Coronavirus: KQ sends workers on unpaid leave, CEO, top managers to take pay cut
Kenya Airways (KQ) on Saturday said that top managers including the airline’s Chief Executive Allan Kilavuka would take a pay cut while a majority of workers will proceed on leave as the coronavirus pandemic bites.
Kilavuka said he would take an 80 percent pay cut while top managers’ salaries would be slashed by 75 percent to cushion the firm from further losses in the wake of the coronavirus pandemic.
“My communication on March 17 regarding the 25 per cent pay cut for the Leadership Team and 35 per cent for myself has been superseded as the situation has evolved significantly and they will now be subjected to a 75 percent pay cut and I will get an 80 percent pay cut,” said Kilavuka.
The CEO also announced unpaid leave for a number of employees from April 1 until the situation changes for the better as the world battles the deadly virus.

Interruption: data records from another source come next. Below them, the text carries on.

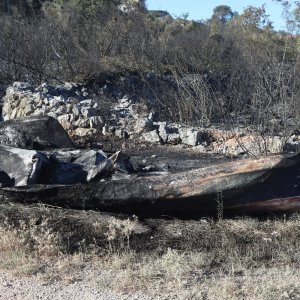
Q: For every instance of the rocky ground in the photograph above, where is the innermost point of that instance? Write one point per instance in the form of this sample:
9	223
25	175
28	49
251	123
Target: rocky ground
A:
84	114
33	288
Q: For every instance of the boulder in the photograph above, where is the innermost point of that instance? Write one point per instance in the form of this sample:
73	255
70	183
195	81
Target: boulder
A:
38	133
151	136
189	136
22	167
143	125
139	111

“All employees who will not be required at work will take their annual leave with immediate effect,” he added.
Decision on layoffs had been stayed
“Beginning April 1, all employees at grade H06 and above will be on a week paid and three weeks’ unpaid leave while those at H05 and below will be on two weeks paid and two weeks’ unpaid leave.”
He said a decision on layoffs had been stayed.
“We are therefore not taking any decision on layoffs. Instead, we would like everybody to participate in taking a salary reduction and paid and unpaid leave,” the CEO said.
Kilavuka said the new measures were not punishments, but measures in response to the ongoing debacle and will change once the situation normalises and the firm is able to make a profit in the near future.
He added that the company has held discussions with the Unions and have agreed in principle on how best to cushion their staff. “Our engagements are still ongoing and will be concluded in the next few days.”
To help mitigate against the inevitable financial adjustments, the CEO said he had requested key banks and Saccos to extend a moratorium on loans employees may be servicing, covering their principal sum and interest for a period of 6 months.
The airline industry is facing its biggest crisis with several airlines on the brink of collapse after being forced to cancel services as travel demand dries up.